Deux des membres de Cerda - Artisanat, archéologues, utilisent peu ou prou dans leurs recherches scientifiques la méthode de la tracéologie ou analyse fonctionnelle. Elle consiste à déterminer la fonction des artefacts par l'étude des traces produites par leur usage. La tracéologie fonctionne souvent de pair avec l'archéologie expérimentale, une autre méthode scientifique. La méthode est contagieuse et nous avons tendance à y prêter attention, même dans le cadre des activités de reconstitution protohistorique.
Dans ce cadre, en effet, comme d'ailleurs lors des expériences scientifiques, elle peut être employée "à contresens". En d'autres termes, il est possible d'utiliser des répliques d'objets (par exemple des outils) et d'observer les traces qu'ils produisent à l'usage.
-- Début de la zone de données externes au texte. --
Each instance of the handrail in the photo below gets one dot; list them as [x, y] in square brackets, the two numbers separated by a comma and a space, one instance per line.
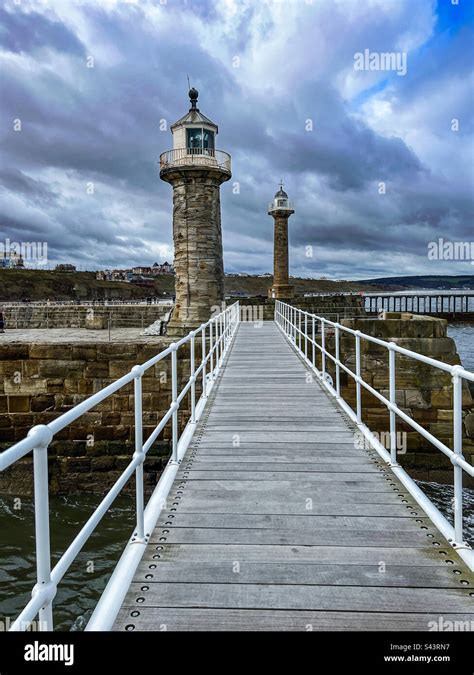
[208, 157]
[300, 328]
[216, 336]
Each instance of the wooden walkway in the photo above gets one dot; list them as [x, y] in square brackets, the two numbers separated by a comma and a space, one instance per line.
[278, 522]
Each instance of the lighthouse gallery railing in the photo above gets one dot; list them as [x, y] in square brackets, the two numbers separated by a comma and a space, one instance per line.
[301, 329]
[216, 336]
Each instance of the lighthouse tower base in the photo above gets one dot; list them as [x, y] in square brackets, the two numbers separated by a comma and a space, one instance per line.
[198, 260]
En sus des apports d'ordre technique ou technologique ("comment est fait un objet ?"), y prêter attention invite à la rigueur dans la réalisation de répliques. Ce sont ces petits "détails" qui font les belles reconstitutions.
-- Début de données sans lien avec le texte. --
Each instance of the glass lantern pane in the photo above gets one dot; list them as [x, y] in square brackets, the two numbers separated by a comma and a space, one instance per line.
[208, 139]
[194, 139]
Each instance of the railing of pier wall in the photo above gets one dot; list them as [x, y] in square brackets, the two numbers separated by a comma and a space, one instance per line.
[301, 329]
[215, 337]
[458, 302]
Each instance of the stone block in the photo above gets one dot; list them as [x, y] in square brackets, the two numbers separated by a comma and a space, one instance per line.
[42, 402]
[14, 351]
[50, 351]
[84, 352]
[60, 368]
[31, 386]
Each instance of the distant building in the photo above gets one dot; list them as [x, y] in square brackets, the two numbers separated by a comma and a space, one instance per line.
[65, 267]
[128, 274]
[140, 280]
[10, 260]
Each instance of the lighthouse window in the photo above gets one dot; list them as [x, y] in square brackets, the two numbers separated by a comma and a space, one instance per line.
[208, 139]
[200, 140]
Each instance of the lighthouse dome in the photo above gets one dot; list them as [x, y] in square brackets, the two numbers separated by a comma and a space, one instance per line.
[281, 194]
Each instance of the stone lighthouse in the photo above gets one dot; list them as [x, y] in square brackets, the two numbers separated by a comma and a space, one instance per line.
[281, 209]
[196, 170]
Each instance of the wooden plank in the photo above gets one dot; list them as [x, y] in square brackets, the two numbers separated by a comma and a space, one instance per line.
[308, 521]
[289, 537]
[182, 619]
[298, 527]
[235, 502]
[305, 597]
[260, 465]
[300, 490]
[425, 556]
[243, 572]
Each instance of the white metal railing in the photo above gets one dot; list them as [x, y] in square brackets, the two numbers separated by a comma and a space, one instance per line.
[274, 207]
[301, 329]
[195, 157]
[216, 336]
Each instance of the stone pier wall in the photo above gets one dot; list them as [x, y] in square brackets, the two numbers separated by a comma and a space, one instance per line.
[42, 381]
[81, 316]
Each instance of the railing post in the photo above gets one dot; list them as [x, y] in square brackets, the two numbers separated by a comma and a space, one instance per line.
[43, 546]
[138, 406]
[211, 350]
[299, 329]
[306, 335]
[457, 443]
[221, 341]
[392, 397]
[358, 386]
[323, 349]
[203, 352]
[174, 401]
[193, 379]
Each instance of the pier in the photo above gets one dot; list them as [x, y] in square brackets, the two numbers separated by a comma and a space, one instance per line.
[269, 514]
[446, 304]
Voici un exemple parlant, concernant le travail du bois. Nombre de nos confrères reconstituteurs font le choix de fabriquer et/ou d'acquérir des objets d'une grande qualité esthétique, mais correspondant à nos critères de finitions contemporains. En ce qui concerne l'association Cerda - Artisanat, nous prenons le parti d'approcher le passé sous un angle moins émotionnel, en faisant fi de nos propres perceptions esthétiques. Nous pouvons évidemment trouver un objet "beau", mais l'idée est plutôt de le réaliser dans l'esprit "originel", qui prévalait à l'instant T de la culture matérielle reconstituée.
Ainsi, par exemple, si l'étude d'un bouclier laténien indique qu'il était réalisé de deux ais contigus fendus, nous nous contenterons de fendre un quartier de grume et ne repasserons pas dessus avec une ponceuse électrique pour lui donner un grain correspondant à nos finitions actuelles.
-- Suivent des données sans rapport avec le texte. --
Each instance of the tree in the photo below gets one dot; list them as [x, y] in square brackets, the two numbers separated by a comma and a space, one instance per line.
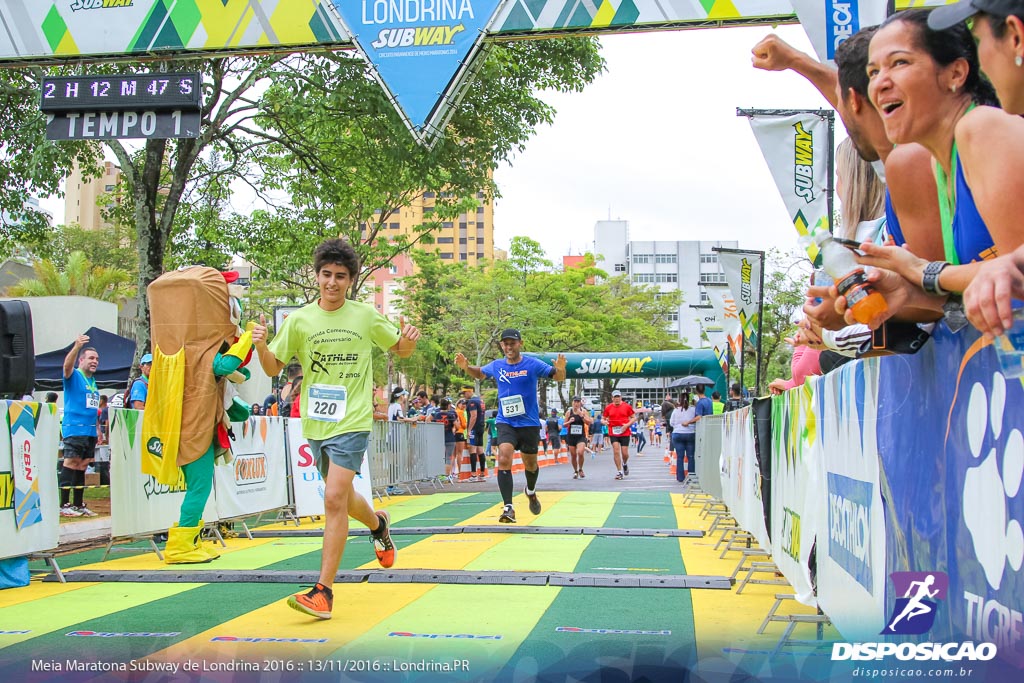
[78, 278]
[462, 308]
De même, s'il s'agit de retirer de la matière sur un morceau de bois quelconque. Si l'on observe l'équarrissage des poutres, encore dans les charpentes anciennes de certaines de nos maisons construites depuis le Moyen Âge, on se rend compte qu'elles présentent nombre d'imperfections. Outre leur forme générale, on peut y lire fréquemment, qui un coup de hache, qui une trace produite par une herminette, qui un impact de ciseau à bois...
Pour donner un exemple concret, voici une planche de tilleul creusée en utilisant deux types d'outils. Les traces ne sont ici volontairement pas gommées par d'autres méthodes "anciennes", ne serait-ce que par les finitions avec le même outillage, de façon à exagérer le trait et faire comprendre le propos.
A gauche, les traces laissées par l'ensemble hache-herminette. A droite, les traces laissées par l'ensemble ciseau-gouge.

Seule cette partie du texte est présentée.